An example of a statement whose proof involves the axiom of choice is THE BANACH-TARSKI PARADOX [V.3]. This says that there is a way of dividing up a solid unit sphere into a finite number of subsets and then reassembling these subsets (using rotations, reflections, and translations) to form two solid unit spheres. The proof does not provide an explicit way of defining the subsets.

It is sometimes claimed that the axiom of choice has “undesirable” or “highly counterintuitive” consequences, but in almost all cases a little thought reveals that the consequence under consideration is actually not counterintuitive at all. For example, consider the Banach–Tarski paradox above. Why does it seem strange and paradoxical? It is because we feel that volume has not been preserved. And indeed, this feeling can be converted into a rigorous argument that the subsets used in the decomposition cannot all be sets to which one can meaningfully assign a volume. But that is not a paradox at all: we can say what we mean by the volume of a nice set such as a polyhedron, but there is no reason to suppose that we can give a sensible definition of volume for all subsets of the sphere. (The subject called measure theory can be used to give a volume to a very wide class of sets, called the MEASURABLE SETS [III.55], but there is no reason at all to believe that all sets should be measurable, and indeed it can be shown, again by a use of the axiom of choice, that there are sets that are not measurable.)

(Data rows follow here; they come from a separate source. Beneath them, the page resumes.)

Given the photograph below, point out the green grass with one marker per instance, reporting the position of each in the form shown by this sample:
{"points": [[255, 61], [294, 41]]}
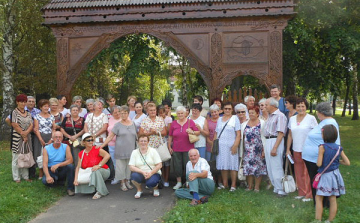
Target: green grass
{"points": [[22, 202], [242, 206]]}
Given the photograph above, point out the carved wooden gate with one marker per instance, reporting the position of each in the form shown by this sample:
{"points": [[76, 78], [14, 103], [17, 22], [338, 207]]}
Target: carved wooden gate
{"points": [[222, 39]]}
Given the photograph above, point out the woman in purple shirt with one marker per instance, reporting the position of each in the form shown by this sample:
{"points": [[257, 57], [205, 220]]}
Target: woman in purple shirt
{"points": [[178, 136]]}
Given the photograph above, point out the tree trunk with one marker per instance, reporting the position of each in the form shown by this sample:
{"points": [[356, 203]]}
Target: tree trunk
{"points": [[7, 66], [355, 94], [346, 95]]}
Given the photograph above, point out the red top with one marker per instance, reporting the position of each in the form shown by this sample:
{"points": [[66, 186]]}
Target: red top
{"points": [[181, 141], [91, 159]]}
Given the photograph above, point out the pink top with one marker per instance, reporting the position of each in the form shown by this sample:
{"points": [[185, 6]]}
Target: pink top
{"points": [[212, 127], [181, 141], [112, 122]]}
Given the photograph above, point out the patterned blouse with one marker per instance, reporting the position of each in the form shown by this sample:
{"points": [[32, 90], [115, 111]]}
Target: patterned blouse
{"points": [[158, 125]]}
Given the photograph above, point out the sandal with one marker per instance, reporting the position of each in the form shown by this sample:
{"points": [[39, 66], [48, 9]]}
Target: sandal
{"points": [[138, 194], [123, 187], [96, 196], [156, 193]]}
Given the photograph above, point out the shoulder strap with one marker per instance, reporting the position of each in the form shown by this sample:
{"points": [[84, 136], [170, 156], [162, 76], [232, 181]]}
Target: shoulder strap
{"points": [[337, 153]]}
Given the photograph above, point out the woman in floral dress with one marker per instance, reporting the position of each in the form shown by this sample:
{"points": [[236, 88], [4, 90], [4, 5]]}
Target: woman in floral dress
{"points": [[254, 157]]}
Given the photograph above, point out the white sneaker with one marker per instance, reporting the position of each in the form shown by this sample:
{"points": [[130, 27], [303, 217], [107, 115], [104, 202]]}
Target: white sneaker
{"points": [[115, 181], [177, 186]]}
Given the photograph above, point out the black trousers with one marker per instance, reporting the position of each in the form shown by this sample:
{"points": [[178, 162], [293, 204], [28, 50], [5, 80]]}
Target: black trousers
{"points": [[313, 170]]}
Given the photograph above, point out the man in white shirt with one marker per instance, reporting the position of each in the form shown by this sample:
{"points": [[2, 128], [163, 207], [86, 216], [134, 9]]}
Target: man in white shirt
{"points": [[199, 178]]}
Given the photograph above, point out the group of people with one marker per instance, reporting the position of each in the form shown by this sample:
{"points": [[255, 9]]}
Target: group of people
{"points": [[256, 137]]}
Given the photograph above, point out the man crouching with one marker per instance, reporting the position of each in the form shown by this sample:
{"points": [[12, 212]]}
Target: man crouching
{"points": [[198, 175], [57, 164]]}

There are two forms of the axiom of choice that are more often used in daily mathematical life than the basic form we have been discussing. One is the well-ordering principle, which states that every set can be WELL-ORDERED [III.66]. The other is Zorn’s lemma, which states that under certain circumstances “maximal” elements exist. For example, a basis for a vector space is precisely a maximal linearly independent set, and it turns out that Zorn’s lemma applies to the collection of linearly independent sets in a vector space, which shows that every vector space has a basis.

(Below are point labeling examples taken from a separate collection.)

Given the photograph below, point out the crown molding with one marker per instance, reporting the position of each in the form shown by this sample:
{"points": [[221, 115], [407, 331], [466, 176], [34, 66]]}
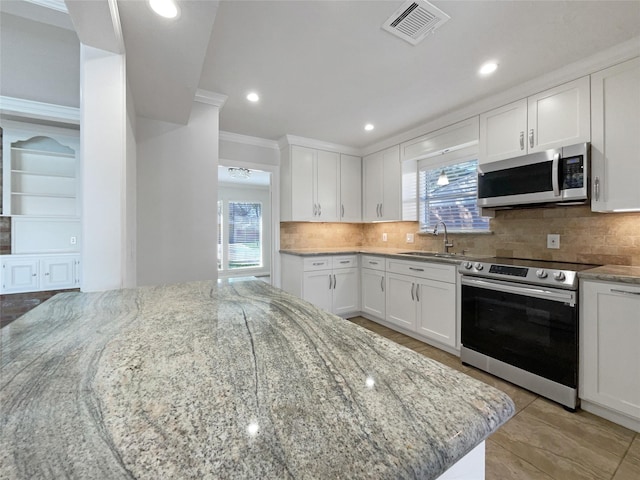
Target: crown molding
{"points": [[21, 107], [587, 66], [210, 98], [287, 140], [248, 140]]}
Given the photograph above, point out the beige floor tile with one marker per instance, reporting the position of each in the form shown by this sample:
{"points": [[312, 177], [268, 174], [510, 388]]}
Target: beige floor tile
{"points": [[501, 464], [564, 445], [521, 397], [629, 469]]}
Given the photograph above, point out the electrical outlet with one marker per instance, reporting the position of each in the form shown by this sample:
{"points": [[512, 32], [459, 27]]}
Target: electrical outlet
{"points": [[553, 240]]}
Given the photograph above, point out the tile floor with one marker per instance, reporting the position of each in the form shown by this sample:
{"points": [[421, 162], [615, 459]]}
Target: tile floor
{"points": [[542, 441]]}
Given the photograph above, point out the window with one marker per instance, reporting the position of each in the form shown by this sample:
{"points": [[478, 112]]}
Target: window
{"points": [[454, 203]]}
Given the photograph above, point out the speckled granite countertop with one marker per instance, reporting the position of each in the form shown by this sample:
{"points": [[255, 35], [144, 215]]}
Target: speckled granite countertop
{"points": [[235, 380], [613, 273]]}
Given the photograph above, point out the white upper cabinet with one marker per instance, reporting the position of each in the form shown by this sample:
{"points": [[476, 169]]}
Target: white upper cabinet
{"points": [[550, 119], [382, 185], [350, 188], [615, 144], [310, 182]]}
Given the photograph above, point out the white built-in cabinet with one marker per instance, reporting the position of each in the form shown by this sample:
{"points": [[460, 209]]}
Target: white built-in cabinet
{"points": [[421, 298], [320, 186], [350, 188], [382, 184], [330, 282], [615, 142], [554, 118], [372, 281], [609, 353], [32, 273]]}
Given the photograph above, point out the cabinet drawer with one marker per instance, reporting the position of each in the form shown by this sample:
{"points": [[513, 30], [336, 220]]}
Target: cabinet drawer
{"points": [[345, 261], [432, 271], [317, 263], [374, 263]]}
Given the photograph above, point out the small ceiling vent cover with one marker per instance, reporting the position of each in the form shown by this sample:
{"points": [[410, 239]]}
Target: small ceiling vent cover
{"points": [[414, 20]]}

These two statements are called forms of the axiom of choice because they are equivalent to it, in the sense that each one both implies the axiom of choice and may be deduced from it, in the presence of the other rules for building sets. A good way of seeing why these two other forms of the axiom have a nonconstructive feel to them is to spend a few minutes trying to find a wellordering of the reals, or a basis for the vector space of all sequences of real numbers.

For more about the axiom of choice, and especially about its relationship to the other axioms of formal set theory, see SET THEORY [IV.22].